His mother had tried very hard to fit in with the wealthy and powerful Pryce family, so it upset her that Iain had dropped out of college to fight like an animal in a pit. A sneer pulled at his mouth. He would have bet any two of his limbs what she was really upset about was the way his grandmother, Shirley Pryce, blamed her for his “horrid” fascination with crass violence.

So after each match, he visited his parents’ place. Usually only his mother was home, except when she was out seeing some gentleman friend. He showed her his bloody knuckles, displayed the cuts and bruises on his face and body and gave her a highly descriptive blow-by-blow description of the match, always doing his best to highlight the most disgusting and gruesome details.

And as her face turned pale and pain filled her eyes, the bitter pleasure never failed to twist in his belly. Laughter and bile choked him. He could never forgive her for cheating on his father and creating the mess at home.

But his mother hadn’t been home alone with only servants around that night. His father had been home too. Iain had stopped in front of their room and heard the familiar scenario play out—the door was always closed, but his parents’ words never stayed in.

“You’re never home,” his mother would say. Accusing.

“I’ve been busy,” his father would say. Uncaring.

“What business interest could you possibly have in Georgia?”

“I have business interests everywhere. Don’t you know that by now? Let’s not forget our agreement. My finances are my own—just spend the money and have yourself a good time.”

There was laughter from one of the tables behind him. “Yo mama been cocked more times than a shotgun.”

Iain’s hand tightened around the shot glass. His phone pinged, and he glanced at the text: Hey, where are you? I thought we were going out to celebrate your birthday?

Iain downed the vodka. The liquor incinerated his throat and burned his sinuses. He wasn’t in the mood to celebrate, and he certainly didn’t want to tell his younger brother, Mark, he was at a bar using a fake ID.

The bartender ambled over. Despite his thinness, wiry muscle ran along his arms. Both of his forearms had black tats with skulls and some other designs Iain couldn’t quite make out in the dim light. “Another,” Iain said.

The bartender poured him a fresh drink, collected the empty glass and left to serve other customers.

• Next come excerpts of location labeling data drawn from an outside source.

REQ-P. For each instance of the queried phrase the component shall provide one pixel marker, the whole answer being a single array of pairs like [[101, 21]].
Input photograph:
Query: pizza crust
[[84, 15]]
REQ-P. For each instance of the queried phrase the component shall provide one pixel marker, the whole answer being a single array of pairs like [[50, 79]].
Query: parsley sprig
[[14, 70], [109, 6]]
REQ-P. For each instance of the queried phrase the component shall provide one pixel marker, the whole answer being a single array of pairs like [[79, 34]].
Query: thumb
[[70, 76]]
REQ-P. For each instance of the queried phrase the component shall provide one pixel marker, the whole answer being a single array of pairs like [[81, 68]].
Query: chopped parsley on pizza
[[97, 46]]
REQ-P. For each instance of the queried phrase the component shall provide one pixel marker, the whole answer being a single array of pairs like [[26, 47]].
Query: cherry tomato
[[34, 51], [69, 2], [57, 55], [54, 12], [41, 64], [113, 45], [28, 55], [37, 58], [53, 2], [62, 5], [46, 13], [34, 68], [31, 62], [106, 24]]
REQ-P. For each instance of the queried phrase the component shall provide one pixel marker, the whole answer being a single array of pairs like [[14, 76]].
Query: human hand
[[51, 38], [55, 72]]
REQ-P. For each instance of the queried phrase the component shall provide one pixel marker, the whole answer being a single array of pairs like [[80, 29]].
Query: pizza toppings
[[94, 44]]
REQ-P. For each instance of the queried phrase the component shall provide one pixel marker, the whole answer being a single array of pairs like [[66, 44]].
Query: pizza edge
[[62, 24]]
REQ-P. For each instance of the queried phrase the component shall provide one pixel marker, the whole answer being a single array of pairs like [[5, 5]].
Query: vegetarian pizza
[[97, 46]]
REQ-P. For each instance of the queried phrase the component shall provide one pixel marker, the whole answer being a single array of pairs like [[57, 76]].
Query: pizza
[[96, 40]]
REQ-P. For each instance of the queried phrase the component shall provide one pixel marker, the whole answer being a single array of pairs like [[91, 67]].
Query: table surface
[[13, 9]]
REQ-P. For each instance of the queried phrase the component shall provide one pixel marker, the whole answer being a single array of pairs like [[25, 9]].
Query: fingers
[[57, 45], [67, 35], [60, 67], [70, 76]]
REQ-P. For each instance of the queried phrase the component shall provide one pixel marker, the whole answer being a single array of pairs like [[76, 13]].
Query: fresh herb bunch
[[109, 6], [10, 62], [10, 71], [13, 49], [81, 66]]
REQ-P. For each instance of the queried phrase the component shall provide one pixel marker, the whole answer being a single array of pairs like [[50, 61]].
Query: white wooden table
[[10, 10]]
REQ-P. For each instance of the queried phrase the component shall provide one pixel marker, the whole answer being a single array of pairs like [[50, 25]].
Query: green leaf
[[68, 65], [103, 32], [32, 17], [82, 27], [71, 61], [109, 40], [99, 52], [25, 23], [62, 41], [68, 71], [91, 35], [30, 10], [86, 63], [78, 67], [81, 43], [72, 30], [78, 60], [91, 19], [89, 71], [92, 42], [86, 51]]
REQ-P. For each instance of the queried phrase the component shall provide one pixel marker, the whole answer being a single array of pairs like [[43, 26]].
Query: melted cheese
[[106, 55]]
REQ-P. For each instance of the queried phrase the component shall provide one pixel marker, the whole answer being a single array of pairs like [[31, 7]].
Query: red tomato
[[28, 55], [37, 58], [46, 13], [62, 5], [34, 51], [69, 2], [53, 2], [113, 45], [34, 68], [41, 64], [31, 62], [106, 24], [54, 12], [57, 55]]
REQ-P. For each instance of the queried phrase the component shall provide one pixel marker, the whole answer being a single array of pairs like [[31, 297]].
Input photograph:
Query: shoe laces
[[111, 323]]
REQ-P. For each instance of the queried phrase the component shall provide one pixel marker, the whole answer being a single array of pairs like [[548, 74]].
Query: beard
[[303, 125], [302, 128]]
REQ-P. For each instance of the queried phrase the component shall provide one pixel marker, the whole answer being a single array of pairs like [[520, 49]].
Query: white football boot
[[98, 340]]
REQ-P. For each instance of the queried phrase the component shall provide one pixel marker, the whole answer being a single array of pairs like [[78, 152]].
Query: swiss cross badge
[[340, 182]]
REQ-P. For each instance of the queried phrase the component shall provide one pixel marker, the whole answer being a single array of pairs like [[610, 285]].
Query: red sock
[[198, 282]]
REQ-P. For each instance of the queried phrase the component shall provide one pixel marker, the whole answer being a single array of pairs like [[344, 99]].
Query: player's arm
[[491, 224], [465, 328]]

“Yo mama so nasty, she pours salt water down her pants to keep her crabs fresh.” Laughter and beer steins being thumped on the table.

Why the hell did I choose this bar? It wasn’t that close to his place, and the liquor tasted like piss. The crowd was mostly male. Cheap shirts and jeans strained against thick chests and legs. In a custom-tailored shirt and slacks from Milan, Iain stood out like a cleaver among butter knives.

“Yo, purty boy!” a drunken guy yelled from behind him. “You even got a mama?”

Iain ignored him. Not worth the hassle. The guy’s two friends started trash talking, and Iain let it roll off his shoulders. He felt like shit right now, but he didn’t want to fight those morons. It’d be unfair—in his favor—even with three on one. If he kept ignoring them, they’d eventually get bored and move on to a more receptive target.

“Hey, skinny boy, yo mama so nasty, they call her the carpenters’ delight,” the leader of the trio called out.

The taunt pushed Iain back to a time four years before, when he’d found his mother naked with a carpenter who’d come to install shelves in the library. Neither of them had seen him, but he’d seen and heard more than enough. Bile rose in his throat.

Another of the trio added, “Flat as a board and easy to nail.” Snickers and laughter followed.

Maybe worth the hassle after all.

He got up and walked over to the table. Rage—white and hot—was building up, burning his nerve-endings and dragging him back to the present. But he knew how to appear calm on the outside.